Stories in the same category
Points of view
i get where you're coming from, but sometimes it helps to look at things from their perspective too. parents might be grappling with societal norms and their own experiences; it's not always about rejection. when i came out, my folks took some time to adapt, but communication helped bridge the gap. maybe having a heart-to-heart conversation could help them understand better. "you'll change when you meet the right girl" might be their way of coping with unfamiliar territory. anyway, uni definitely sounds like the fresh start you need, and you'll find a community there that resonates with you.
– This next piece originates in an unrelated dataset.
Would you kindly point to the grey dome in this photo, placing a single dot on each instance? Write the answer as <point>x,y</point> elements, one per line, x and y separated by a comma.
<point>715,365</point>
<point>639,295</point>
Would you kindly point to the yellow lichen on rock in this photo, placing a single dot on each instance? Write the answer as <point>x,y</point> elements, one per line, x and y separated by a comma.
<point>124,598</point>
it sounds like you're having a tough time, but maybe it could help to also consider the possibility that your parents need time to process everything? have you tried discussing how you truly feel with them? sometimes, stepping into their shoes could open up more understanding; not everyone adapts at the same pace. you're clearly strong for enduring this, and university is going to be an incredible opportunity for growth! finding your people there will be amazing 🎉 but isn't there a chance your parents could come around eventually?
man, that's rough, and i've been through something similar with my folks. they just couldn't get past my choices either, always thinking it was just a rebellious streak or something i'd grow out of. it's crazy how folks like that alex guy you mentioned make everything seem so easy and straightforward, while we're stuck with awkward silences and cold shoulders. i mean, why is it so hard for some parents to just accept their kids as they are? feels like they’re living in the stone age sometimes. but yeah, uni is definitely gonna be a game-changer for you. meeting your tribe and finding people who actually understand you is gonna feel like breaking out of a tight, suffocating bubble. i'm sending you some good vibes, and just hang in there; you're almost out!!!
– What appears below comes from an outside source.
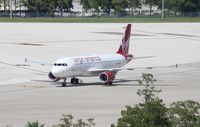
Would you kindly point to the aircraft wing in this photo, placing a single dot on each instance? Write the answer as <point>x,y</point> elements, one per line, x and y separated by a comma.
<point>96,70</point>
<point>143,57</point>
<point>37,62</point>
i totally feel you on this one. society has this knack for making things harder than they need to be. it’s like every aspect of our lives is analyzed under a microscope; why can't people just chill? parents should be like cozy support systems, not sources of stress. it’s tough when they’re stuck on the wrong channel, convinced you’ll "find the right girl". but hey, university will be your runway to freedom. it sounds like you're absolutely ready for a core transformation and to meet people who get it. wishing you all the best vibes on this journey 🌈
i totally get that you're frustrated, but sometimes folks need more time to adjust. when i came out, it wasn't all smooth sailing either. they might not be giving you the acceptance you need right now, but perspectives can change over time. you mentioned "constant cold shoulders," but maybe they're unsure about how to approach the situation. it's not always as simple as it seems. maybe try having a sit-down with them again, though it might not seem hopeful now, things could shift; you're heading towards a good path with uni, but don't cut ties yet.
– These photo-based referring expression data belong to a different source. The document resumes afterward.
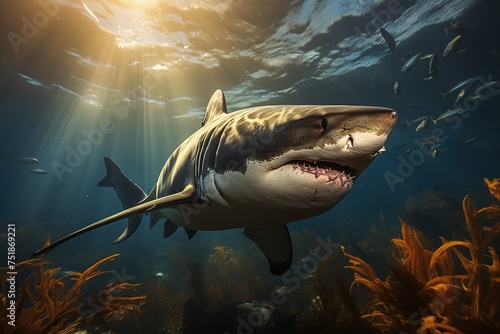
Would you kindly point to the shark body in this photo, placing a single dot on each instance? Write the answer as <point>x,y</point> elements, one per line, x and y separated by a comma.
<point>258,168</point>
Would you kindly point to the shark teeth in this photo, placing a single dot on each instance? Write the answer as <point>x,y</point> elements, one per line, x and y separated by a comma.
<point>331,170</point>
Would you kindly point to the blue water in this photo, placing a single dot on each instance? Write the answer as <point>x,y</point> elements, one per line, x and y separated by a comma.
<point>130,80</point>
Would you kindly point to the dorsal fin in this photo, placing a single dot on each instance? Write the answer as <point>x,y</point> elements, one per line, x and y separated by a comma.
<point>216,107</point>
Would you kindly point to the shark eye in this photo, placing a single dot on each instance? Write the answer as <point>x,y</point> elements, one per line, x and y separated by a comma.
<point>324,123</point>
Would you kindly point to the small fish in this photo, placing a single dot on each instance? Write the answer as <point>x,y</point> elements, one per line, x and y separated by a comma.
<point>416,120</point>
<point>37,171</point>
<point>455,27</point>
<point>450,113</point>
<point>453,46</point>
<point>411,61</point>
<point>423,124</point>
<point>460,85</point>
<point>468,141</point>
<point>397,87</point>
<point>487,90</point>
<point>24,160</point>
<point>432,140</point>
<point>432,66</point>
<point>460,95</point>
<point>389,39</point>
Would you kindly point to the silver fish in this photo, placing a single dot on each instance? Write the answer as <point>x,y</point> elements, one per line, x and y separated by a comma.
<point>451,113</point>
<point>460,85</point>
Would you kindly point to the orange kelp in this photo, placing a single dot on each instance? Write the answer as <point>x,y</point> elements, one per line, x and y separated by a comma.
<point>330,308</point>
<point>454,289</point>
<point>47,304</point>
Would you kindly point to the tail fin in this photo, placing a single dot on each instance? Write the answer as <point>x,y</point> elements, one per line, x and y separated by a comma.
<point>129,193</point>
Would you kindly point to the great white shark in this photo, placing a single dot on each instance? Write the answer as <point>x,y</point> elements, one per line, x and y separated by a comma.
<point>258,168</point>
dude, that sounds tough, and honestly, it kinda pisses me off how some parents just don't get it. when i came out, i also got those dumb "phase" comments—so annoying! it's like, we've been over this a million times; it's who we are. uni's gonna be your ticket to a better scene, no doubt. meet people who actually understand and accept you! just hang in there till then, alright? life's too short to keep dealing with closed-minded folks at home 🏳️🌈.